You could say he was born to the restaurant life — and after years of working as a professional dancer, he has returned to slinging Jamaican cuisine. He recently opened Potluck in the Junction, the first Toronto location of Potluck Caribbean Cuisine, a rare GTA-based, Black-run food chain which has been going strong for 30 years now and spans six locations across Mississauga and Waterloo and now the Junction.
It’s a birthright of sorts: his mother, former nurse Sharon Johnson, built the chain, along with a vast community of people who adore not only her jerk chicken and curry goat but her warmth and kindness. Many of them call her Auntie Sharon. “There’s a lot of persons who really love the food, and that gives me the encouragement to continue,” Johnson says. Many customers have Johnson on speed dial so they can call her to tell her if any employee isn’t doing something just right, if the balance of pimento and thyme, garlic and scallion is just so.
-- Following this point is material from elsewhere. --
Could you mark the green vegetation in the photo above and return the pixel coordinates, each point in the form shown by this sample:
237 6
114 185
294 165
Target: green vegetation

She has found most of her new locations when diners spot places for rent and bring the idea to Johnson; she also converted several of her locations into franchisees, turning over the eateries to devoted long-time employees so they, too, could become owners. “What fulfills her is the fact that she’s created so many jobs, so many opportunities — that she’s given so much to so many people over the years,” Clarke says about his mentor.
Just like Auntie Sharon, Clarke had a nickname, too. Customers got so used to seeing him at the restaurants during his childhood that everyone began calling him Potluck Bwoy. They would shout it at him at the mall, on the movie-theatre escalator, on the train. Years ago, Clarke was rehearsing some choreography for a live New Year’s Eve TV special starring Divine Brown; once the music stopped, someone’s voice echoed out from the audience: “Hey, isn’t that Potluck Bwoy?”
After years of being annoyed at the nickname, he decided to embrace his identity and rejoin the family business. He turned his moniker into a superhero character Potluck Bwoy, the cartoon face of his new line of spicy jerk chicken and crispy fry chicken waffle bowls. These are part of the “Junction-style” menu unique to his location, which also boasts lollipop chicken and salmon lettuce wraps.
Clarke was eager to decorate the rest of the walls of the new Junction location with nods to their Caribbean heritage: dishes like “rice and peas” and “fried dumpling” are spelled out in cursive, photos of crispy plantain and cool cups of carrot juice pop. But Johnson’s portrait was the first thing Clarke put up in the place. “There was nothing else in here yet because I wanted to lead with her mindframe and I thought the best way to build on something that is already so incredible was to make sure that (she was at) the foundation of it,” Clarke says. “I’ve learned so much (in) how my mom saw everyone and how she treats people. So this is an opportunity to put that all out there while extending the legacy.” The naturally shy Johnson was slightly horrified when she discovered this decor choice: “I was so frightened when I saw my picture on the wall!” she says.
But family will always be at the heart of Potluck, whether it was Johnson working alongside her children at the first location or the customers who became honourary kin over the decades. “It truly was a family effort, right?” Clarke says. “And that’s what legacies are built on.”